Ceux que troublent les attributs naturels des choses s’attachent aux actes qui en découlent. Ce sont des esprits lourds qui ne connaissent pas le général. Que celui qui le connaît ne les fasse pas trébucher.

Rapporte à moi toutes les œuvres, pense à l’Ame suprême ; et, sans espérance, sans souci de toi-même, combats et n’aie point de tristesse. Les hommes qui suivent mes commandements avec foi, sans murmure, sont, eux aussi, dégagés du lien des œuvres. Mais ceux qui murmurent et ne les observent pas, sache que, déchus de toute science, ils périssent privés d’intelligence.

Le sage aussi tend à ce qui est conforme à sa nature ; les animaux suivent la leur. A quoi bon lutter contre cette loi ? Il faut bien que les objets des sens fassent naître le désir et l’aversion. Seulement, que le sage ne se mette pas sous leur empire, puisque ce sont ses ennemis.
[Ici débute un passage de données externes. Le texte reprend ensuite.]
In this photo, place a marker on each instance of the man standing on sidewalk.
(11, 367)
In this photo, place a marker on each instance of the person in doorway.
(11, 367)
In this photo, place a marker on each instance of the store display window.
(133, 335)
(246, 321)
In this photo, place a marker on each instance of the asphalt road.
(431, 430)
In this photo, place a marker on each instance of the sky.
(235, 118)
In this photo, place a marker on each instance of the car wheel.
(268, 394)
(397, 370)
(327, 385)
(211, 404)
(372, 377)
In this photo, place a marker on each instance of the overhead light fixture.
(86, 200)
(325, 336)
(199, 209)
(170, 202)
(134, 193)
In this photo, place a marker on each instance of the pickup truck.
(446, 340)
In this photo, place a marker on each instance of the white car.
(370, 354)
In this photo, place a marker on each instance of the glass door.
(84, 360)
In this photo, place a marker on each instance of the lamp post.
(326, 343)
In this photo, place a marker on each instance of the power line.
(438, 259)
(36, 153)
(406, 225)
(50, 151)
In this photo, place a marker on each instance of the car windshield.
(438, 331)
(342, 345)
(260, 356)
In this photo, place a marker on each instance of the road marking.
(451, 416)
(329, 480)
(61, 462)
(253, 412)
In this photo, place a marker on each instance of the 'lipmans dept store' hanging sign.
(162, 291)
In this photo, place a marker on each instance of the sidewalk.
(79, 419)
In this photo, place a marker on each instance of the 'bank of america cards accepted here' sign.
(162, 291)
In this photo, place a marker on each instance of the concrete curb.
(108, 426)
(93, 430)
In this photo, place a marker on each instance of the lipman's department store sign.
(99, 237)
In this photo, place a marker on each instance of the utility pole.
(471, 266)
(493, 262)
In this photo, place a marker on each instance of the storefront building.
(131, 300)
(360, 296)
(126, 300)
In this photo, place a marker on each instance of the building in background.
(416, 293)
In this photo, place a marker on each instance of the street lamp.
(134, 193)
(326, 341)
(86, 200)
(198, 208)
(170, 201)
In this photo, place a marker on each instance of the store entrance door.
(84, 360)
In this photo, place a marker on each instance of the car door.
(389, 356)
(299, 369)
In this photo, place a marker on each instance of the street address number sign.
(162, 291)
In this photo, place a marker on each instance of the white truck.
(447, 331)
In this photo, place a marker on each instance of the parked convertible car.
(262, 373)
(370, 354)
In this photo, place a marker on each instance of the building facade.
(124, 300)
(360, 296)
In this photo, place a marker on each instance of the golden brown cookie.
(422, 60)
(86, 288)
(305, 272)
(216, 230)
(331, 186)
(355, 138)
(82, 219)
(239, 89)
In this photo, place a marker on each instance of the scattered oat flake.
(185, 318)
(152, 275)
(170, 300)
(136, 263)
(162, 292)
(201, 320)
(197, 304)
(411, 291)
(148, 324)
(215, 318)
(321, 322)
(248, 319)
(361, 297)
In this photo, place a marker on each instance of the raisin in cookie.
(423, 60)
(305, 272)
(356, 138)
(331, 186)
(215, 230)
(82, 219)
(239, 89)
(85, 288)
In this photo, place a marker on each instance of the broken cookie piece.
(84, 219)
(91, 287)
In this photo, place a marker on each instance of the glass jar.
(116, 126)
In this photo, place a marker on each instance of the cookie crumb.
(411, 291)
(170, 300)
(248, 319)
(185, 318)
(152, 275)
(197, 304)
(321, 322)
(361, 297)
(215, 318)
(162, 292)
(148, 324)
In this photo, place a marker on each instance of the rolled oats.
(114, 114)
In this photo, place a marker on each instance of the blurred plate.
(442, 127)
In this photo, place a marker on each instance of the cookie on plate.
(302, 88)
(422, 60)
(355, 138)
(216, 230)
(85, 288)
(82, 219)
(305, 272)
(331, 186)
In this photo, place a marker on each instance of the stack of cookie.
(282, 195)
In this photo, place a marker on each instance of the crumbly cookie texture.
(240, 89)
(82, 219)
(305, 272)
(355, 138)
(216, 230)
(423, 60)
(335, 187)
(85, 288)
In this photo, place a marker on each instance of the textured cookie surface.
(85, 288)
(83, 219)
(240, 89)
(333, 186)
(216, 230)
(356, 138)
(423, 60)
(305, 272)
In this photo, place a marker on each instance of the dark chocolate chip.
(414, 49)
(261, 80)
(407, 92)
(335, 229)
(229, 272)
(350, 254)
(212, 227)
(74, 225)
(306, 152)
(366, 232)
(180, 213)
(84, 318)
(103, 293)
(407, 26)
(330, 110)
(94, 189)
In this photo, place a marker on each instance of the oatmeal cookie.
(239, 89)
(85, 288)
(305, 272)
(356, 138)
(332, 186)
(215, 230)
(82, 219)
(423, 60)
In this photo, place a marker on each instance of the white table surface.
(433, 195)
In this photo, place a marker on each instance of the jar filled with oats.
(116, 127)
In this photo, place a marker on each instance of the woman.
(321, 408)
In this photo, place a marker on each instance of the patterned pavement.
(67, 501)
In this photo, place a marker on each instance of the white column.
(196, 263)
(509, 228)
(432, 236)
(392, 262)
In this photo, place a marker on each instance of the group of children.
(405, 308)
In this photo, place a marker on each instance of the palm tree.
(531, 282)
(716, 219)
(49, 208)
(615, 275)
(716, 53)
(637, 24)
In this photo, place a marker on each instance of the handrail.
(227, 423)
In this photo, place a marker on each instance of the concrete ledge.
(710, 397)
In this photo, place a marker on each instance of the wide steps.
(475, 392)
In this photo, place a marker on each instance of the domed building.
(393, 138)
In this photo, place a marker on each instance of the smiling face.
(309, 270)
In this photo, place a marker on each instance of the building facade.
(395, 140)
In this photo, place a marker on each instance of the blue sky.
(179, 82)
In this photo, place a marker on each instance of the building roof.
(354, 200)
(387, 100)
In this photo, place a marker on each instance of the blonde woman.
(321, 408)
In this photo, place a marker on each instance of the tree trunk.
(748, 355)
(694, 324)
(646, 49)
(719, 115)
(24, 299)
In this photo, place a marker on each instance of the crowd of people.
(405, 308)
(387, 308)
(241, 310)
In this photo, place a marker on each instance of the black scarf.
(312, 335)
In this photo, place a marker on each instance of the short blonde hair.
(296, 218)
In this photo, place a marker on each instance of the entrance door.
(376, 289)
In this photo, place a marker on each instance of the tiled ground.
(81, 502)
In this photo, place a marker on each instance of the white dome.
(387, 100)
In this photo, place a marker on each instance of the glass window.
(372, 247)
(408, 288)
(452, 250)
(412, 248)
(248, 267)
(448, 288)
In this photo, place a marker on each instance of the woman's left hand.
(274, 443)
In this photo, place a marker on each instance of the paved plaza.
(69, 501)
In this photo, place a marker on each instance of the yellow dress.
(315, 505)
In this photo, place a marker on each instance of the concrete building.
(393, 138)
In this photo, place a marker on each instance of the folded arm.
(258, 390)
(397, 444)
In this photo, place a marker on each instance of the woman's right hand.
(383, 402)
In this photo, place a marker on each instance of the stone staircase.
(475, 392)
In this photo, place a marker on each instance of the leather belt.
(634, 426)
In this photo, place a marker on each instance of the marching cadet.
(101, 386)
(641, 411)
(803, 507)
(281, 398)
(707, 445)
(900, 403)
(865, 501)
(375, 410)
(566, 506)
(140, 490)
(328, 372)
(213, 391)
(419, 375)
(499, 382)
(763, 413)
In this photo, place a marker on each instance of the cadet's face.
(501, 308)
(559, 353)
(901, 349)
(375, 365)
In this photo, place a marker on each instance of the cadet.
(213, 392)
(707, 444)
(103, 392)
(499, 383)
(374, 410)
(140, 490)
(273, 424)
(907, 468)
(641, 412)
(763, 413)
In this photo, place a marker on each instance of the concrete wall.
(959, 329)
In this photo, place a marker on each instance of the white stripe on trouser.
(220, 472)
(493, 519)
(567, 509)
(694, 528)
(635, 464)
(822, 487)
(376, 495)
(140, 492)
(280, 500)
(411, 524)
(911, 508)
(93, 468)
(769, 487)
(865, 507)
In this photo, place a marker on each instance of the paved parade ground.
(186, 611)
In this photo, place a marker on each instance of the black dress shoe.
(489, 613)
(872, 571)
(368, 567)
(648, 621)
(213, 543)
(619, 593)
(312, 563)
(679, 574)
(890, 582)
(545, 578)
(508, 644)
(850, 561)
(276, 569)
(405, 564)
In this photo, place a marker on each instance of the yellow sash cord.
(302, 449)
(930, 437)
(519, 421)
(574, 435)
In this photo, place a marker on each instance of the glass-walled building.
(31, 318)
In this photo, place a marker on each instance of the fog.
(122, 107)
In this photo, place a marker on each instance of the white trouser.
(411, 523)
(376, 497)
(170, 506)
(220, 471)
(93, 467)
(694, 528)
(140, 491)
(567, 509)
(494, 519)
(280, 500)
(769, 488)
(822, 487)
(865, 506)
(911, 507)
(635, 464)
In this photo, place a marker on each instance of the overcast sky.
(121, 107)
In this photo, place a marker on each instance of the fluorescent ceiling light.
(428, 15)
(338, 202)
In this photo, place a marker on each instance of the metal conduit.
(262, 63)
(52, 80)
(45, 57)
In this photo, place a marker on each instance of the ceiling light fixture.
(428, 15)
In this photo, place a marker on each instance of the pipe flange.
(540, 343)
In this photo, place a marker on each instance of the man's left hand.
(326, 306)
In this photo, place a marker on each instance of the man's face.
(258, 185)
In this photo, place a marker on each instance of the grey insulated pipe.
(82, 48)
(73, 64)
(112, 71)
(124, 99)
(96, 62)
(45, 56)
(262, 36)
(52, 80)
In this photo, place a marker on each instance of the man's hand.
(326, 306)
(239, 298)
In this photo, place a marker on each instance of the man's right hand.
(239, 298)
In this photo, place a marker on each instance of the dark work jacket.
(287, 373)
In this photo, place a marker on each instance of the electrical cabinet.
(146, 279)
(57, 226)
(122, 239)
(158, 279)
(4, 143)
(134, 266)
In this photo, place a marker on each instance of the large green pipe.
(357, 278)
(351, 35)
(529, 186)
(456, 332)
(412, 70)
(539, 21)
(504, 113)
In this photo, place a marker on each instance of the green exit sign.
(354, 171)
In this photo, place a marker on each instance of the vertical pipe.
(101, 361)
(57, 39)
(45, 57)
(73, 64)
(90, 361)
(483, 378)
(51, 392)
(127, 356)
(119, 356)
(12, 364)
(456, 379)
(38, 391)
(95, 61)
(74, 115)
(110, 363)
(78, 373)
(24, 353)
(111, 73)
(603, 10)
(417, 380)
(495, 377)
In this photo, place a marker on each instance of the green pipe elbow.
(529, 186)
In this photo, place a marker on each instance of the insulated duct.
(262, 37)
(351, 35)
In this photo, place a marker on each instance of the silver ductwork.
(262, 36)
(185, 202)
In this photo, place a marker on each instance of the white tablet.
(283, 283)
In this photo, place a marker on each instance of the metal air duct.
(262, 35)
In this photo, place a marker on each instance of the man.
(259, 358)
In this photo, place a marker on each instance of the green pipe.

Il vaut mieux suivre sa propre loi, même imparfaite, que la loi d’autrui, même meilleure ; il vaut mieux mourir en pratiquant sa loi : la loi d’autrui a des dangers. »

Arjuna

– Mais, ô Pasteur, par quoi l’homme est-il induit dans le péché, sans qu’il le veuille, et comme poussé par une force étrangère ?

Le Bienheureux

– C’est l’amour, c’est la passion, née de l’instinct ; elle est dévorante, pleine de péché ; sache qu’elle est une ennemie ici-bas.

Comme la fumée couvre la flamme, et la rouille le miroir, comme la matrice enveloppe le fœtus, ainsi cette fureur couvre le monde. Éternelle ennemie du sage, elle obscurcit la science. Telle qu’une flamme insatiable, elle change de forme à son gré. Les sens, l’esprit, la raison, sont appelés son domaine. Par les sens, elle obscurcit la connaissance et trouble la raison de l’homme. C’est pourquoi, excellent fils de Bhârata, enchaîne tes sens dès le principe, et détruis cette pécheresse qui ôte la connaissance et le jugement.

Les sens, dit-on, sont puissants ; l’esprit est plus fort que les sens ; la raison est plus forte que l’esprit. Mais ce qui est plus fort que la raison, c’est elle. Sachant donc qu’elle est la plus forte, affermis-toi en toi-même, et tue un ennemi aux formes changeantes, à l’abord difficile.